Catherine Coyne
Catherine Coyne was born in Portland on 17th April, 1907. After graduating from Portland High School, Coyne entered the School of Journalism at Boston University. Coyne joined The Boston Globe in 1930. She also supplied articles for Time Magazine and Life Magazine.
In 1934 she was recruited by The Boston Herald. According to her biographer: "She wrote features that highlighted accomplishments of extraordinary New England women, provided recipes and discussed food and diet, shopping tips and fashion trends, and discussed office etiquette for working women.
In 1944 The Boston Herald sent Coyne to Europe to cover the Second World War. This included following the Allied advances after the D-Day landings in June 1944. Like fellow women journalists such as Iris Carpenter, Tania Long, and Ann Stringer, she was not made to feel welcome and they were placed under the command of the Public Relations Division and told they could not visit the front-line. This directive was later changed and along with Tania Long, Ann Stringer and Catherine Coyne she was allowed to travel with the 1st Army and reported the war in France, Holland, Belgium and Germany.

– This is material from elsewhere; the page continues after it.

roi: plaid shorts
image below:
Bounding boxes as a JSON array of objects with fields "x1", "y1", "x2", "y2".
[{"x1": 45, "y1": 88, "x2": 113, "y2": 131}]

Coyne was also in Torgau when the Red Army and the US Army joined up for the first time. She wrote in The Boston Globe on 27th April, 1945: "Americans and Russians in their historic long-awaited link-up in their joint war against Germany provided the world with a hilarious preview of VE-Day in a sunny meadow on the bank of the Elbe river here this afternoon... They shook hands, posed for thousands of pictures in the center of a screaming, shoving mob of official professional and amateur cameramen, then feasted in a German barracks on captured German eggs, black bread with cheese and tumblers of champagne and eau de vivre, an inferior cognac bottled for the Wehrmacht. Primarily, however, it was a day for the little man of the armies - for the GI and the junior officer - and each made it a merry one, forgetting war while toasting the United States and Russia, swapping insignia and watches, snapping pictures and trying out one another's weapons amid noise, danger and laughter reminiscent of the Fourth of July at home."
After the war she covered the Nuremberg War Trials before writing a regular column for The Boston Globe. Catherine Coyne became engaged to Eugene A. Hudson, who she met during the Second World War while he was serving as an Army Air Force Intelligence Officer. Hudson was appointed to the Massachusetts Superior Court in 1946 and the couple married in 1949. For the next few years she was on the staff the Time-Life Bureau in Boston.
Catherine Coyne Hudson, who lived in West Harwich, died in the Mayflower Point Nursing Home in Yarmouth, Massachusetts at the age of 85, on September 25, 1992.
Primary Sources
(1) Catherine Coyne, The Boston Globe (27th April, 1945)
Americans and Russians in their historic long-awaited link-up in their joint war against Germany provided the world with a hilarious preview of VE-Day in a sunny meadow on the bank of the Elbe river here this afternoon.
There was a ceremony, of course. Maj.-Gen. E.R Reinhardt, commanding general of the 69th Infantry Division, one of whose second lieutenants made the first contact unofficially and accidentally late yesterday afternoon, crossed the Elbe in a rowboat to meet a major general of the 58th Guards Division of the Red Army.
They shook hands, posed for thousands of pictures in the center of a screaming, shoving mob of official professional and amateur cameramen, then feasted in a German barracks on captured German eggs, black bread with cheese and tumblers of champagne and eau de vivre, an inferior cognac bottled for the Wehrmacht.
Primarily, however, it was a day for the little man of the armies - for the GI and the junior officer - and each made it a merry one, forgetting war while toasting the United States and Russia, swapping insignia and watches, snapping pictures and trying out one another's weapons amid noise, danger and laughter reminiscent of the Fourth of July at home.